Delivering with prudence.
FY08 was largely uneventful as the group consolidate its position and did not raise new funds which on hindsight could have diluted performance. Gross revenues were 13% higher at S$70m, mainly on the back of full year contribution of its fee income from ARA Asia Dragon fund. Net profit margins remained relatively stable at c. 52%, resulting in a NOPAT of S$36.5m (+8% y-o-y). The group also proposed a final dividend of 2.24 Scts per share, bringing total dividend per share to 3.8 Scts, translating to a yield of c. 10%.
Adjust fund raisings assumptions, mark-to-market Reits. We mark to market the various reits AUM valuations as at 31 Dec’08 and moderate fund raisings assumptions due to increasingly tight capital markets. Our forward estimates assumes: (i) further 10% decline in asset values in its listed reits as at Dec’09, (ii) adjust new funds raised over FY09 to US$350m (previously US$500m), contributing only in FY10. Our forward FY09-10 EPS forecasts are thus reduced by c. 12% respectively to 6.1 cts and 6.7 cts.

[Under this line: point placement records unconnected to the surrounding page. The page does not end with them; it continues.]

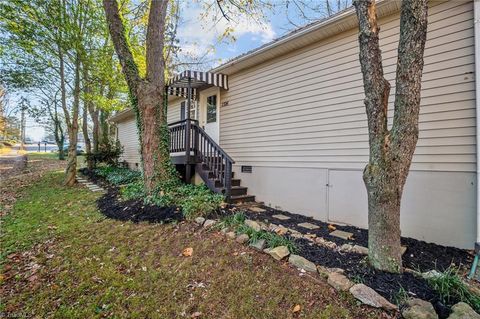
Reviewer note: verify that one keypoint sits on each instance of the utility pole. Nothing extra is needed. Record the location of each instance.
(22, 129)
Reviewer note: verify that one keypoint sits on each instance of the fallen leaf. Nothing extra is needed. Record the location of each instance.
(187, 252)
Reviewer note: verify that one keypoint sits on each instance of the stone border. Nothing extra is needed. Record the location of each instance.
(414, 307)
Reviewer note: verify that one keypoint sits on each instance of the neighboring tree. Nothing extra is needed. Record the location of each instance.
(147, 93)
(391, 150)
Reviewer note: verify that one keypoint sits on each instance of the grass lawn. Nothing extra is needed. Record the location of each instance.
(62, 259)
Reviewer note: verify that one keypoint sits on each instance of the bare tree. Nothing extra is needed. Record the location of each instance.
(391, 150)
(148, 93)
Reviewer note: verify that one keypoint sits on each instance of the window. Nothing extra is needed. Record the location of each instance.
(212, 109)
(183, 110)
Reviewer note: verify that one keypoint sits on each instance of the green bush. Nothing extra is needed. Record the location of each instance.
(237, 222)
(118, 175)
(452, 289)
(133, 190)
(195, 200)
(109, 155)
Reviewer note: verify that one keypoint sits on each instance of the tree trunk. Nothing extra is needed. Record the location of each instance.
(391, 151)
(147, 94)
(71, 170)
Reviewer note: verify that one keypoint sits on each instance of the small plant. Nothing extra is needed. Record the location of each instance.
(400, 297)
(195, 201)
(272, 240)
(232, 221)
(452, 289)
(118, 175)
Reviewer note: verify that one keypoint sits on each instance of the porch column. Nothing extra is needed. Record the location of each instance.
(188, 172)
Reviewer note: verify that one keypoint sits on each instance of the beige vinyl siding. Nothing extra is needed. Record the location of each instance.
(305, 109)
(173, 110)
(128, 138)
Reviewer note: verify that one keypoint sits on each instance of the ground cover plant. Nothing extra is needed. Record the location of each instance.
(193, 200)
(72, 262)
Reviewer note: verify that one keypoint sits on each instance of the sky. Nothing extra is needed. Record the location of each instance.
(199, 37)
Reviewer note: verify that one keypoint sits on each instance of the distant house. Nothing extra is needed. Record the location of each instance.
(291, 119)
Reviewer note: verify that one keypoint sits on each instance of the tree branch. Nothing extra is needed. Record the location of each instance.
(122, 47)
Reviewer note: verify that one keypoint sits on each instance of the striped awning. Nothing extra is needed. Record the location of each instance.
(178, 85)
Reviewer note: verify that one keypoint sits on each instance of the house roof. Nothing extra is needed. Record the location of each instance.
(298, 38)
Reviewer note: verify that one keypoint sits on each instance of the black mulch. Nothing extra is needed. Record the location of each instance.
(136, 211)
(419, 256)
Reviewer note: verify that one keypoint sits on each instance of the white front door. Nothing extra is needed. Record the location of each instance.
(210, 115)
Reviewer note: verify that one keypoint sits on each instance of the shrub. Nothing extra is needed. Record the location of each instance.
(133, 190)
(195, 200)
(452, 289)
(118, 175)
(272, 240)
(108, 155)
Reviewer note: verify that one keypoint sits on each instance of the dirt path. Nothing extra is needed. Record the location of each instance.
(12, 163)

China Fund- the next catalyst?
Declining real estate prices in China & Japan, could present buying windows of opportuntities for ARA in the near term. In this aspect, we believe that ARA could launch a new China fund given (i) relative attractive value proposition compared to Japan, (ii) group has begun expanding its networks and presence there. The launch of a new fund, we view, is likely to serve as the re-rating catalyst for the stock in the near term.